Sometimes I just sit on my porch watching them at their daily arrival. I get the distinct feeling that as I am watching them, they are also watching me. When I am walking the dog beneath the tree, I know they are checking me out. Every morning I find the grass and street adorned with white spatters and many glossy blue-black feathers. A few times I have left them some scattered dry dog food, although I don’t know if my neighbors would appreciate that, so I haven’t made a habit of it. But we are aware of each other’s presence. Sometimes they land in the trees behind the house and yell at you. They don’t like the sound of motors or machinery – the sound of a saw, lawn mower or the neighbor’s compressor sets them off complaining. Every once in a while if a hawk arrives they will keep their distance until it moves off, but I’ve also seen them give a juvenile hawk a hard time.
Observing the gathering of the crows at sunset became a nightly habit for me. Sitting on the porch, my dog Rudi and I would watch them first report to the Crow Tree, as if gathering to share news and discuss the intention for the evening. And then, at dusk, they would begin to move off to where they decided to spend the night, which I believe were in the back yards a few houses down from me. But one evening they suddenly changed their plans.
The woman across the street who feeds the feral cats has a massive tree which towers behind her house. On this particular evening, for some unknown reason, that is where they all decided to roost. This was exciting because I had an excellent, close up view of what was going on. The sentinel crows seemed to give the alert, and then – from every direction it seemed – crows were making a line for this huge tree. Soon every branch was filled with crows perching among the leaves….. I tried to count as best as I could. There were actually hundreds of birds; so many that the entire tree was a deep, black shape-shifting mass as they moved around and resettled, bubbling up from the tree and alighting over and over again like a breathing organism made of dark feathers.
But the most fascinating part was yet to happen. As the sun dipped behind the hills, they suddenly all went absolutely silent, then entirely disappeared deep within the branches, so that you could not discern there was even one bird in that tree. Hundreds of birds vanished, absorbed within the shelter of the leaves.

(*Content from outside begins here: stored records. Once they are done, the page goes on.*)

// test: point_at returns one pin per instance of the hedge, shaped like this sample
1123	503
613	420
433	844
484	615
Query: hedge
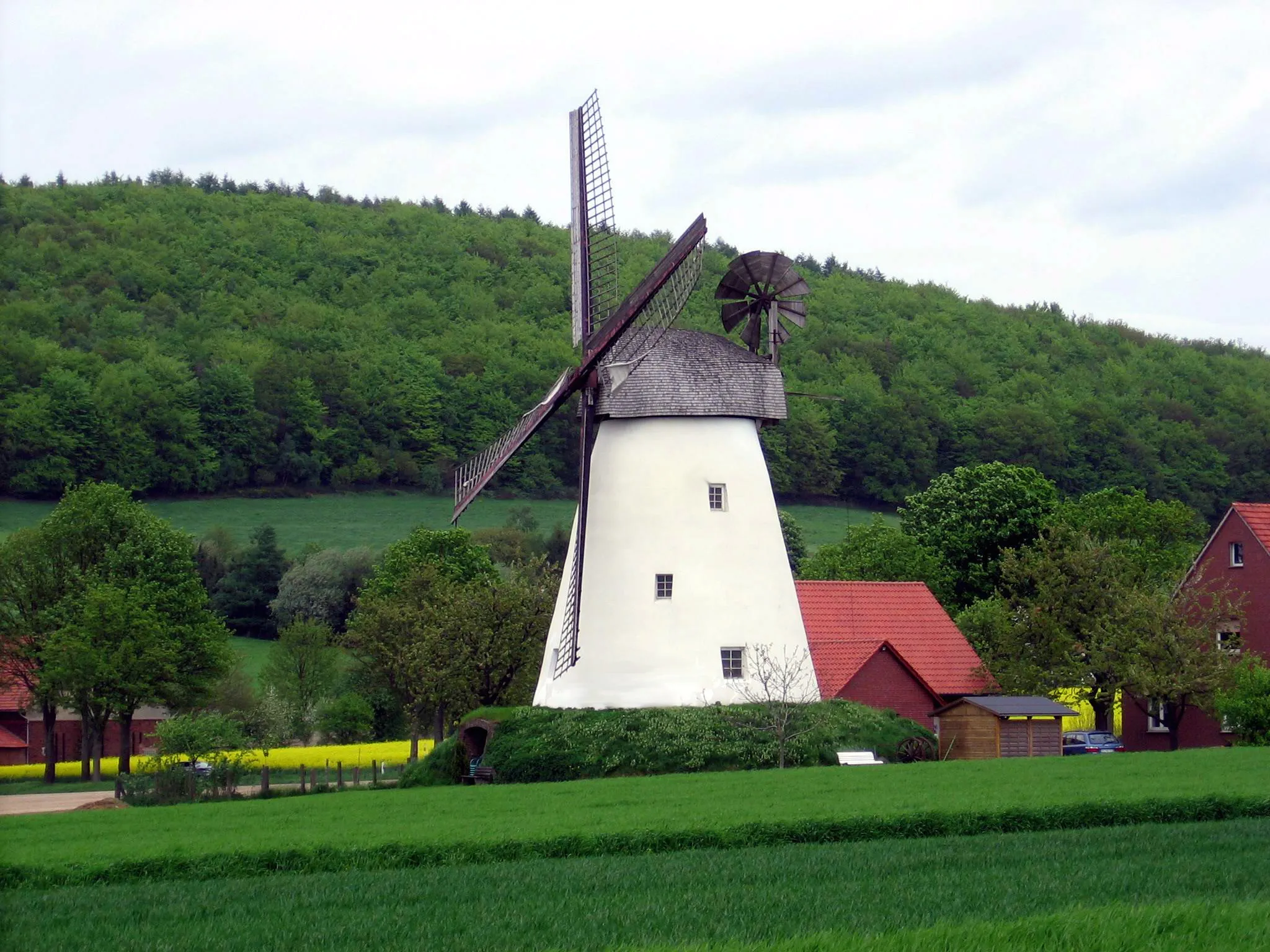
238	865
536	744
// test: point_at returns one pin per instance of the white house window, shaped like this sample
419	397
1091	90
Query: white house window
1228	641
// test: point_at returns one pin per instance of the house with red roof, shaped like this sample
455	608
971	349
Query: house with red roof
22	729
889	645
1238	555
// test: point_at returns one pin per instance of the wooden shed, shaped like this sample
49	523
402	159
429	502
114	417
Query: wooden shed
982	728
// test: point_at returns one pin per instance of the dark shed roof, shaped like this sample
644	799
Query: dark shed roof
1014	706
694	374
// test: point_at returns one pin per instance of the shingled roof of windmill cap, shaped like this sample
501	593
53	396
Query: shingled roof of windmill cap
695	374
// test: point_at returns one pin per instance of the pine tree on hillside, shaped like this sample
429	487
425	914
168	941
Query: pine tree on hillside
244	596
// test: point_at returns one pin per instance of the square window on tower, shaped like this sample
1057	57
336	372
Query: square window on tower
718	496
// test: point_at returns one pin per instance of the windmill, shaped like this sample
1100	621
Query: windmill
676	534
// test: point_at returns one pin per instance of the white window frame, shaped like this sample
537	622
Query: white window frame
1233	635
723	496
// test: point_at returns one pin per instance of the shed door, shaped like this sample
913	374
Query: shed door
1014	739
1048	738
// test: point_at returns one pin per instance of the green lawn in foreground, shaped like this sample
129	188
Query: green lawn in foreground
375	519
442	815
1078	888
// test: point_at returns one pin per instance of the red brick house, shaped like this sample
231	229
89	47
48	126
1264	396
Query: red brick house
1238	555
889	645
22	730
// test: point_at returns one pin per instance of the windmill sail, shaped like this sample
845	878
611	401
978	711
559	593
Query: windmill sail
474	475
593	232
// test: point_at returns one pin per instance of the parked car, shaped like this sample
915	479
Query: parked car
1091	743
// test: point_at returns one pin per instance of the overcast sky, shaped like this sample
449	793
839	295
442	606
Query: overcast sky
1112	156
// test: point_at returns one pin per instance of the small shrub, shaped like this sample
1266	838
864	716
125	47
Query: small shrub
1246	708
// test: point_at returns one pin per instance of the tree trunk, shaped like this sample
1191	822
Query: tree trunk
1175	725
1101	712
125	742
98	743
48	710
438	724
86	743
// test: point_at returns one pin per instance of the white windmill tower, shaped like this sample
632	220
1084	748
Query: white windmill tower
676	562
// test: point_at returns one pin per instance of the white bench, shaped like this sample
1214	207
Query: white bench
858	758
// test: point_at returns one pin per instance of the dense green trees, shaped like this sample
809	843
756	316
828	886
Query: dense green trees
192	337
102	610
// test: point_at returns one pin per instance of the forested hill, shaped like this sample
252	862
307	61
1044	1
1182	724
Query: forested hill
183	339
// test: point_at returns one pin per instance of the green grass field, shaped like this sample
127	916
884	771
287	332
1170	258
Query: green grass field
708	801
1165	888
375	519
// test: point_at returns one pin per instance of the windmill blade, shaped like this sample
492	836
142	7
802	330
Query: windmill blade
732	286
473	477
592	230
734	314
794	311
790	283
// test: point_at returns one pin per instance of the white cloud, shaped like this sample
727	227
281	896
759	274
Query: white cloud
1114	157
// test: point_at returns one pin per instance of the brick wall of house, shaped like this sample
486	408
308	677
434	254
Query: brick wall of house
1253	579
883	682
68	736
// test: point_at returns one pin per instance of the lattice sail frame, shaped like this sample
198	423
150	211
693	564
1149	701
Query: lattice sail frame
626	353
592	229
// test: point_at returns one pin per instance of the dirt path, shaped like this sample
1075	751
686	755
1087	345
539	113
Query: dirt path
18	804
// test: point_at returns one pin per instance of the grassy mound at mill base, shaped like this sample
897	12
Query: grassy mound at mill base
535	744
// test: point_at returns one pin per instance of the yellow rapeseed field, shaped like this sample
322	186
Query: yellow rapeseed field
391	752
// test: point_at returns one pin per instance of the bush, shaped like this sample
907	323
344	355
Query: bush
1246	708
347	720
536	744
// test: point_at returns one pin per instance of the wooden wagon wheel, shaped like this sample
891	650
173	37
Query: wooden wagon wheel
915	749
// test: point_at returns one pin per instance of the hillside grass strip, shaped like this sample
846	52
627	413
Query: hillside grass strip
882	891
705	804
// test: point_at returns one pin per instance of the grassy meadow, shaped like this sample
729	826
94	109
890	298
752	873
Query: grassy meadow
375	519
456	816
1105	889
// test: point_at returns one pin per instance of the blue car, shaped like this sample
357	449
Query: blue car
1091	743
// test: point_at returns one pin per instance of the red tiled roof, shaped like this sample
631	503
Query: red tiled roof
837	662
8	739
1258	517
13	696
905	614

I was hoping to catch them the next morning in order to see them making their exit, but I must have missed it, because even by 6 a.m. they had already left. The following evening fewer returned to the cat lady’s tree. They seemed to find a new sleeping location each night, but still used the Crow Tree every afternoon as their initial meeting point. This went on daily until mid-November. Then there were fewer and fewer. One afternoon there were only two or three at headquarters. And then all of them were gone. I was sad to see it end.
I am hoping the crows will return this year. It would be unfortunate if these trees don’t make it, eliminating the wonderful opportunity to observe them each day throughout another summer and fall from the vantage point of my porch.
For the past two days I saw one rather large, lone Corvid perched at the pinnacle of the Crow Tree, emitting a loud, barking croak and getting no response. I got closer and waited on the sidewalk to get a better look. I was hoping it might be a sentinel crow coming to check out the scene, although I suspected from the voice that it might instead be a raven. It finally took off so I was able to get a good look at its tail in flight. It was a lone raven.
It’s only April. If the trees continue to stand, perhaps the crows will return again in June. That would really be great.